Elsdon : Strategic Considerations
However, the circumstances whereby the seat of the lordship came to situated at Harbottle, involving a presumed shift from Elsdon, which paradoxically resulted in the 'liberty of Redesdale' being administered from a castle in Coquetdale, remain much less clear.
It must be admitted that, whether examined from the standpoint of strategic requirements of border defence, or the administrative and policing considerations of the Umfraville barons, Elsdon does not at first sight appear badly positioned. Its location beside the Elsdon burn, a tributary of the Rede, meant the castle lay on the best natural route between Redesdale and Coquetdale, which follows the Elsdon and Grasslees burns. It was thus an excellent centre from which to intervene in both dales.
In addition it straddled the main road leading from Newcastle to Redesdale which wound through Belsay, Cambo and Steng Cross (the predecessor of the present A696, which was not established until the turnpike era). Beyond Elsdon the traveller could carry on down the Elsdon Burn into the main valley of the Rede or climb the trackway which ran along the high moorland watershed between the Redesdale and Coquetdale to join the course of Dere Street - or Gamelspeth as it was known at this point - as the latter approached the border crossing. This moorland trackway was to become one of the principal drove roads from Scotland to the markets of England, the Great Drove (or Drift) Road, but may have an ancestry, as a ridgeway, running far back into prehistory (Charlton & Day 1976, 229; cf. Rushworth 1996, 19). South of Elsdon this routeway aimed directly for Stagshaw Bank and Corbridge.
The castle was thus situated at a major communications hub. Although it lay at the eastern end of the liberty this was less of a disadvantage than it might first appear. The western, uppermost stretches of both valleys being devoid of permanent settlement and given over to seasonal grazing and the lord's hunting pursuits. This was particularly marked in Redesdale where the hospital at Elishaw marked the limit of permanent occupation.
For its part, Harbottle Castle occupies a good defensive position with extensive views both up and down the valley and lies at the point where the Coquet begins to open out. The line of Clennell Street can be kept under observation from the site and, moreover, The Street, which follows the course of the Coquet down from the border, joins Clennell Street at Alwinton, a short distance above Harbottle, so that traffic along both routes can be monitored from the castle.
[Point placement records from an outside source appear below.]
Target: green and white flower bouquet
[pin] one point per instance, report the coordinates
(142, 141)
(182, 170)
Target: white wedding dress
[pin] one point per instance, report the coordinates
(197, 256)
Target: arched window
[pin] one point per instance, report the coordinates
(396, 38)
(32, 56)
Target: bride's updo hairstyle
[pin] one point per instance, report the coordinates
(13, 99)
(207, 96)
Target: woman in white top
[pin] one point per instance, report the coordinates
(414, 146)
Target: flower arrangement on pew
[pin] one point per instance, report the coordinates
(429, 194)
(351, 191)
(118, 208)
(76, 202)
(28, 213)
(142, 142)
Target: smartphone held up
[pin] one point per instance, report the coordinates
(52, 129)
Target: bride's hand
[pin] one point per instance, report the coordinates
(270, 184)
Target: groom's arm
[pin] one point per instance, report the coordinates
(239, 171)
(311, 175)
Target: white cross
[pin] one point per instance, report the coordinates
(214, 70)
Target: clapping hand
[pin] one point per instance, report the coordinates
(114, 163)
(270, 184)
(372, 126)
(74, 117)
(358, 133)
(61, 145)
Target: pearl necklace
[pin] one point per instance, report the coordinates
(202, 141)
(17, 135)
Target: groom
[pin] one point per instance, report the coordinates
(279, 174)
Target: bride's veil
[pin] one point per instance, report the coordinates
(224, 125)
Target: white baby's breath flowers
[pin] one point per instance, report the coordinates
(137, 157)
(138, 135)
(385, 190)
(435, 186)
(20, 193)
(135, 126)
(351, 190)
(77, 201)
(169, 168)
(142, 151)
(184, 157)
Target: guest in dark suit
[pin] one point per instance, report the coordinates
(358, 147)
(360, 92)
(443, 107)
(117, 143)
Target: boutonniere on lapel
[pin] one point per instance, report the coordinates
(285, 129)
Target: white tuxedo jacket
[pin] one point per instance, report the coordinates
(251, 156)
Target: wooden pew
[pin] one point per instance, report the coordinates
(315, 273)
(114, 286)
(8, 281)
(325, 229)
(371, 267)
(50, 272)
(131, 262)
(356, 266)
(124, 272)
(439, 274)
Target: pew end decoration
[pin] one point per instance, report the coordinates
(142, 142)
The Gamelspeth (Dere Street) border crossing can also be reached by following the Coquet right to its source beside Chew Green. It is thus a site of some strategic importance (Bowden 1990; Crow 2004; Hunter Blair 1944, 136; Rushworth & Carlton 1998), and is also situated closer to the border than is Elsdon Mote Hills, which may have been significant.
Nevertheless, however well its situation in Coquetdale enabled it to dominate and protect that valley, the castle appears ill-placed to perform those roles in Redesdale proper. Admittedly Harbottle is also situated relatively close to the point, at Holystone, where the Roman road between Dere Street and the Devil's Causeway crosses the Coquet. This road, leading to High Rochester, may still have survived in some form.
It would have have provided a link with upper Redesdale, but it is unclear how much use it saw in the medieval period. Even so Harbottle Castle could not have monitored and policed traffic along Dere Street and the Redesdale valley route, which led up to the border at Redeswire (close to modern Carter Bar). Hence the castle's position straddling certain cross-border communications routes cannot fully explain why the seat of the lordship was shifted to Harbottle. Clennell Street, called the 'great road of Ernespeth' in the charters of Newminster abbey (hence modern Yarnspeth), and The Street may have been important, but not demonstrably more so than Dere Street (Gamelspeth) and the Redesdale valley route, which retained their significance during war and peacetime throughout the medieval period.
The Scottish army of Earl Douglas was aiming for one of these routes in 1388, before they were intercepted by Hotspur's forces at Otterburn, and Sir Robert dede Umfraville routed another Scottish raiding force at Redeswire in 1400. In the Laws of the Marches, formalised in 1249, but probably of much greater antiquity, the Gamelspeth border crossing was the designated place where individuals from Coquetdale and Redesdale would make formal rebuttal of charges against them in cases of legal disputes with Scots (Leges Marchiarum; cf. Barrow 1966, 39-40), presumably because this crossing point could be reached conveniently by the inhabitants of both valleys.